許さない事・許されない事
私たちが作成するシステムでは、色々な操作に対して検証を行うことが多々あります。機能を通して入力された値が許されるかどうか、機能を利用することが許可されているかどうか、などとその種類は非常に多くのものがあるかと思います。本来あってはいけない値が入力されることを防ぐために検証を行うのですが、場合によってはその検証の種類が膨大になりすぎ、スムーズな利用ができなくなってしまった状態に陥っているシステムを見かけることも多々あります。
元々ユーザーが求めるものは利用しやすいシステムであったはずが、ミスの防止を重要視しすぎたために、ガチガチに固められ非常にスピード感のないシステムが作り上げられてしまう事も、見かけられている方は非常に多いのではないでしょうか。
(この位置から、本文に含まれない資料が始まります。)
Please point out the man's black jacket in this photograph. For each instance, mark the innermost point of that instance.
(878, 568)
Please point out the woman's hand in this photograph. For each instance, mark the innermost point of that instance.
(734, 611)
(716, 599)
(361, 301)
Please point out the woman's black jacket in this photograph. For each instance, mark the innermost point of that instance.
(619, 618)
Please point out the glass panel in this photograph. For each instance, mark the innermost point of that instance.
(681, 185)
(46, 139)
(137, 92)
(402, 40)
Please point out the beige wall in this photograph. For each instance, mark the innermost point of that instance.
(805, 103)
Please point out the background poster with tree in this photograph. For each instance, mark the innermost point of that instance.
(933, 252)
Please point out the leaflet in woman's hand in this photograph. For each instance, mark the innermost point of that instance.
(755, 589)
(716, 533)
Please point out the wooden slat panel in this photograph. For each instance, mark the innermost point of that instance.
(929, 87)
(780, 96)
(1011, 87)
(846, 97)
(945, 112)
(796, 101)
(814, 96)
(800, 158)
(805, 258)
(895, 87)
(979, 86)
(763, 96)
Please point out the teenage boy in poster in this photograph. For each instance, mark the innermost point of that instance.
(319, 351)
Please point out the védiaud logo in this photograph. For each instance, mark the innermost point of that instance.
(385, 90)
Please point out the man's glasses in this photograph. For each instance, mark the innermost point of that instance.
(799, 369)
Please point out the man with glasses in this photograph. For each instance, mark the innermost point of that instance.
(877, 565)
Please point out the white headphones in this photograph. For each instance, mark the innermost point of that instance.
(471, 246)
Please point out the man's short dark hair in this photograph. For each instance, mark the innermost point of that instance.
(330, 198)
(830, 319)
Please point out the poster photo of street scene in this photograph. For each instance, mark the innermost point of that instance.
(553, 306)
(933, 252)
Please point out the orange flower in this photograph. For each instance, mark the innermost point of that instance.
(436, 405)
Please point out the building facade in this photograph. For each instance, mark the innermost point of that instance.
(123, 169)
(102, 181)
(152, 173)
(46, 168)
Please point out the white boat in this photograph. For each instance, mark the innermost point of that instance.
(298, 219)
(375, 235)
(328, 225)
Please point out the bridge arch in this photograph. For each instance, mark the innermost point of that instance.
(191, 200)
本当はもっとスピーディに業務を遂行できるはずだったのに、蓋を開けると以前よりミスは減ったものの業務の進捗は逆に遅くなってしまったこともゼロではありません。
いったい何故このようなことになってしまうのでしょうか。
その大元には、ミスを極端に許さない気質があるのではないか、と私は感じています。元々日本人の気質というか風潮として、ミスは許さない、というのがあります。何かしらミスをした場合は、「何故そのようなミスをしたのか」、と問い詰めてもあまり意味のない事を詰問したり、場合によっては担当する業務から即座に外すといった、一つのミスをも許さない環境が非常に多いです。
そのような土壌が根強いこともあり、私たちが作るシステムにおいても極度にミスを許さない仕組みにすることが多いのではないでしょうか。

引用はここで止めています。